Todo hombre desea vivir mucho tiempo, pero nadie quiere ser viejo.
Que los niños sean obligados a recibir instrucción religiosa que está en desacuerdo con los deseos de sus padres, es algo que nadie dice con justicia.
Un montón de personas desean llegar a ser devotas, pero nadie quiere ser humilde.
Si se tratara de un genio mágico, me gustaría pedirle dos deseos adicionales. Uno sería que nadie tuviera que vivir con la enfermedad, la distrofia muscular o cualquier otra enfermedad. Y el segundo sería la paz mundial, que dejemos de luchar, de hablar de las cosas, y podamos vivir en armonía, una vez más, como Dios quería que hiciéramos.

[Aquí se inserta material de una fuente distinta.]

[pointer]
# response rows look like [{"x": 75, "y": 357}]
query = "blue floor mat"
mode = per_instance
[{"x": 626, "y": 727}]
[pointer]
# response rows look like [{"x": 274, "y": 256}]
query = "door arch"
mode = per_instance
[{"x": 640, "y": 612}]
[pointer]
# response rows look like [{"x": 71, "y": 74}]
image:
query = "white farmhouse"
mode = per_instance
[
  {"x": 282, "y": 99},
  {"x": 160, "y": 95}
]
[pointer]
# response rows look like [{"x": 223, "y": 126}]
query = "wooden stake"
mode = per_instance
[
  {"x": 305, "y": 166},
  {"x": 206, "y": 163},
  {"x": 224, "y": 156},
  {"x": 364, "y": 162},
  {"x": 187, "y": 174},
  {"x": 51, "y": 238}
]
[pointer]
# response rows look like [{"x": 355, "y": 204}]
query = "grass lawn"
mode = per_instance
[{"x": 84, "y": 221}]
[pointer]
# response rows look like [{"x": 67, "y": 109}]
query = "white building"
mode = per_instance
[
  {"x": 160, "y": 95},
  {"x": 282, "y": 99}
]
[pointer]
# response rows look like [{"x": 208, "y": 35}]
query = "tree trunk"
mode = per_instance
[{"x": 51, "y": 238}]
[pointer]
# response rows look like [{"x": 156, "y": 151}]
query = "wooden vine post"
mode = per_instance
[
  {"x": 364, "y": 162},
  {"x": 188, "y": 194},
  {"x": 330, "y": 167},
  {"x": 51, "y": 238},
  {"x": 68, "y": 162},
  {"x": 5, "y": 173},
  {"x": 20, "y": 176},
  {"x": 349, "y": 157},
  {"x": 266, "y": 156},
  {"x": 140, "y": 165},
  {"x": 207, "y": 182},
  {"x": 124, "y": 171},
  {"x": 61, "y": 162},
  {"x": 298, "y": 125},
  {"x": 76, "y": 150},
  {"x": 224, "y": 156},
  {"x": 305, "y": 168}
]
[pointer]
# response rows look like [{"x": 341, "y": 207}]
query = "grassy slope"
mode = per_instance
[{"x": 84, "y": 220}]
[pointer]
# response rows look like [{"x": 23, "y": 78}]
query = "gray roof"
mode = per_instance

Y no creo que los niños sean inocentes. De hecho, nadie cree seriamente que. Sólo tienes que ir a un parque y ver a los niños jugando en el arenero! La idea romántica de que el niño dulce es más que los padres proyectan sus propios deseos.
Aparte de los islamistas rabiosos, nadie que quiera ser tomado en serio puede decir públicamente nada malo de los viejos judíos de Europa sin sonar como un reaccionario troglodita.
Nadie es perfecto y todo el mundo desea que podría cambiar algo de sí mismos.
Yo no creo que nadie esté capacitado para responder a las preguntas del destino eterno definitivamente, mucho menos identificar un día determinado.
Como nación tenemos el derecho a decidir nuestros propios asuntos, a moldear nuestro propio futuro. Esto no representa ningún peligro para nadie. Nuestro país es plenamente consciente de la responsabilidad de su propio destino en la complicada situación del mundo contemporáneo.